ГАВРИИЛ ЖУЛЕВ

Биографическая статья

Гавриил Николаевич Жулев, младший брат известной драматической артистки Е. Н. Жулевой, родился 5 июля 1834 г. в сельце Спасском Бронницкого уезда Московской губернии, в семье Поликарпа Васильевича Жулева, дворового человека помещика H. М. Смирнова. Ему еще не исполнилось тринадцати лет, когда он, весною 1847 г., был отпущен на волю[126]. Есть некоторые основания полагать, что он был незаконнорожденным сыном помещика.

Жулев был одновременно и поэтом, и артистом.
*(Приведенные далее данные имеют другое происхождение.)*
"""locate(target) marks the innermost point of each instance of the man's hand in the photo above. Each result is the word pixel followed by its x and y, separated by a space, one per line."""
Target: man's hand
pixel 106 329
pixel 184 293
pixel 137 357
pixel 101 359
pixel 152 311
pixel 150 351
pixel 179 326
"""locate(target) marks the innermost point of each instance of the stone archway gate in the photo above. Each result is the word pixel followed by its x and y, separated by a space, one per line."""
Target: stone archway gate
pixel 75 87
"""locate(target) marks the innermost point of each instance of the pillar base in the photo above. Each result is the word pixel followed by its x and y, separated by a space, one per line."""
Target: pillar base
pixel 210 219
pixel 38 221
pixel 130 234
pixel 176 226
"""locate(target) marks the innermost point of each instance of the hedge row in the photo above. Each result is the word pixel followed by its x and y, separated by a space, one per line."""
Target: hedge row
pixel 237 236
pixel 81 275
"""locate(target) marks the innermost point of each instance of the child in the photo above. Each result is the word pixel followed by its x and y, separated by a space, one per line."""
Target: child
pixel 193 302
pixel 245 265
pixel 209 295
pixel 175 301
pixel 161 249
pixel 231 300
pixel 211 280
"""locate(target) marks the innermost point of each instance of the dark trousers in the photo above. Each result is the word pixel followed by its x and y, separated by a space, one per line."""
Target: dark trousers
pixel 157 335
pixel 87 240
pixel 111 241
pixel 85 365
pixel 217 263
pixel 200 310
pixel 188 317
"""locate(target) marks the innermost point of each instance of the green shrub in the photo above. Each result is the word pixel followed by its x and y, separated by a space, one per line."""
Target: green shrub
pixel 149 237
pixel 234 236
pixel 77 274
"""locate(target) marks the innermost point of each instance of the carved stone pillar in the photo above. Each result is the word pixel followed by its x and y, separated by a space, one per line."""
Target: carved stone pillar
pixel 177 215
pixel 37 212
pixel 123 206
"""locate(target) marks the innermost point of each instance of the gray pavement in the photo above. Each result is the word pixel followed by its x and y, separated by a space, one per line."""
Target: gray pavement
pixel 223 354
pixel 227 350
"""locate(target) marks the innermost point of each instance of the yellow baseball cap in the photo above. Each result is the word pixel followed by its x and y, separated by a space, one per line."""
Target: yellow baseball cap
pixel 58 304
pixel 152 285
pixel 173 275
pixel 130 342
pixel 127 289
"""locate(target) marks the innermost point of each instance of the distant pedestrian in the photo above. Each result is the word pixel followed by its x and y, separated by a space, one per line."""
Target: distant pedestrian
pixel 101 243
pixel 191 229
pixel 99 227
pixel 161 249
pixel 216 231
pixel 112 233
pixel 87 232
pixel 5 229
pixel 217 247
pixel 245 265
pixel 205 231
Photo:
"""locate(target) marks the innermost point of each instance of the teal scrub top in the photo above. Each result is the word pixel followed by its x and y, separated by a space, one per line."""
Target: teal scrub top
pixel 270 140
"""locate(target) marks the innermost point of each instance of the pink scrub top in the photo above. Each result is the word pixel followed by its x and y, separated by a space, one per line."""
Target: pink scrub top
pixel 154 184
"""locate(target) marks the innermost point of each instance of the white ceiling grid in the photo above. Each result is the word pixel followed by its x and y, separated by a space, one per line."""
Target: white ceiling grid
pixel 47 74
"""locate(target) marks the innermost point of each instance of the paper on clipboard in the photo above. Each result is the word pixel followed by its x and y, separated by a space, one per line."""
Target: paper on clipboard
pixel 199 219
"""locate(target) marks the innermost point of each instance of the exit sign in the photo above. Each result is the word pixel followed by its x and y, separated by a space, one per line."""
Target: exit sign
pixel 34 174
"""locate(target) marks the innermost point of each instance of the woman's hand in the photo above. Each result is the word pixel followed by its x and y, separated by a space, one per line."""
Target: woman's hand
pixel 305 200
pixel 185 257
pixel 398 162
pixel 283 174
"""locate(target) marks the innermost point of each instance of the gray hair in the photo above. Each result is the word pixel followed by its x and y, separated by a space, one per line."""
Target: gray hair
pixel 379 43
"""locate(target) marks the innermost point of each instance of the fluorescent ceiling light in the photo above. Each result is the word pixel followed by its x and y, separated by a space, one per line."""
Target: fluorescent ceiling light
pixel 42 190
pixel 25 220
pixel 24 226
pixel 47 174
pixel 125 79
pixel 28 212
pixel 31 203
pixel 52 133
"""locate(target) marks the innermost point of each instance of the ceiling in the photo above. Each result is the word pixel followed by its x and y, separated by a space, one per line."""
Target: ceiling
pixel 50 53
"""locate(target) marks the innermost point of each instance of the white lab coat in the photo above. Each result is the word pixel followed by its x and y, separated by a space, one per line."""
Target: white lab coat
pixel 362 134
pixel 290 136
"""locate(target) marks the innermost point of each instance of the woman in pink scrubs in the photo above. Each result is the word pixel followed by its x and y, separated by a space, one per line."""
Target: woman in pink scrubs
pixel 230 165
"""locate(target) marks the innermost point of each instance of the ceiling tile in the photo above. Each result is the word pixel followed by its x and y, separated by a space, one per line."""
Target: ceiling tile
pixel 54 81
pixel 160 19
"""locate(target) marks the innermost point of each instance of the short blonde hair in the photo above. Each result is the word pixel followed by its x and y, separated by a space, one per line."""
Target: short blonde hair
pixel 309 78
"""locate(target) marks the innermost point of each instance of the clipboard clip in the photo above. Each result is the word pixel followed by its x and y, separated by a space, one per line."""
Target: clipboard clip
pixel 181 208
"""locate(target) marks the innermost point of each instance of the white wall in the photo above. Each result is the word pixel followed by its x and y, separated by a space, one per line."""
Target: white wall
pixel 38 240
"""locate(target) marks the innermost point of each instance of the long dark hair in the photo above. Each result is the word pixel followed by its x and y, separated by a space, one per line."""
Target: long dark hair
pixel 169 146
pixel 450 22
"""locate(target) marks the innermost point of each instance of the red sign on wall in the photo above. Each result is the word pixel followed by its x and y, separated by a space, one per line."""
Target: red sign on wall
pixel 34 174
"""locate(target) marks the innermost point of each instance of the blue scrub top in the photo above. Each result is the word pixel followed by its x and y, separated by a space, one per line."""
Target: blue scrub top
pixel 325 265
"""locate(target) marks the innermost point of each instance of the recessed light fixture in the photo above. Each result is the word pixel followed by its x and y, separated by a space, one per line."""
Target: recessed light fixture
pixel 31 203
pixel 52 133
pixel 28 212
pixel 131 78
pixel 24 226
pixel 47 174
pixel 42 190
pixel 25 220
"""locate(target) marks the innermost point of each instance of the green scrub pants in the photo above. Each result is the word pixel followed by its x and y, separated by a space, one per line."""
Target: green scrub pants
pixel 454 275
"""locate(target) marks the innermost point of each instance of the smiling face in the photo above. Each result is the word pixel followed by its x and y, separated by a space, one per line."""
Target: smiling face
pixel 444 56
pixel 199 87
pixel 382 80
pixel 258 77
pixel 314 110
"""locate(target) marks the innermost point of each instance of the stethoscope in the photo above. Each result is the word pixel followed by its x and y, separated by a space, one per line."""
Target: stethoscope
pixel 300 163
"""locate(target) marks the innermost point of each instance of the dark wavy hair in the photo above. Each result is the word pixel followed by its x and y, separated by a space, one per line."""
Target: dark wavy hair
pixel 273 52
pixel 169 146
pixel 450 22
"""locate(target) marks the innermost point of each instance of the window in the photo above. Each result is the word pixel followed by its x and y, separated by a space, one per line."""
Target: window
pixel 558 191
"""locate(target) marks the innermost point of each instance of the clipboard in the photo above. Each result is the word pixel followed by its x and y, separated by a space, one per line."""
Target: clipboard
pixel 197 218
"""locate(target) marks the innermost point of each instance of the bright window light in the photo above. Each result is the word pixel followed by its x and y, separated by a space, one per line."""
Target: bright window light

Окончив в начале 1850-х годов петербургское театральное училище, Жулев в 1853 г. дебютировал на сцене Александринского театра[127] и много лет, до 1875 г., состоял в его труппе[128]. «Помню, что Жулев превосходно играл прогорелого купеческого сынка Перетычкина в комедии Красовского „Жених из Ножовой линии“, — читаем в воспоминаниях современника. — Он подавал большие надежды на сцене, но его затер режиссер Е. И. Воронов, долго властвовавший в Александринском театре» [129]. Воронов и начальник репертуарной части петербургских императорских театров водевилист П. С. Федоров, самодур и взяточник, которого неизменно преследовали искровцы под кличкой «Губошлеп», особенно невзлюбили Жулева за то, что он сотрудничал в «Искре» и информировал редакцию журнала о закулисных тайнах и интригах[130].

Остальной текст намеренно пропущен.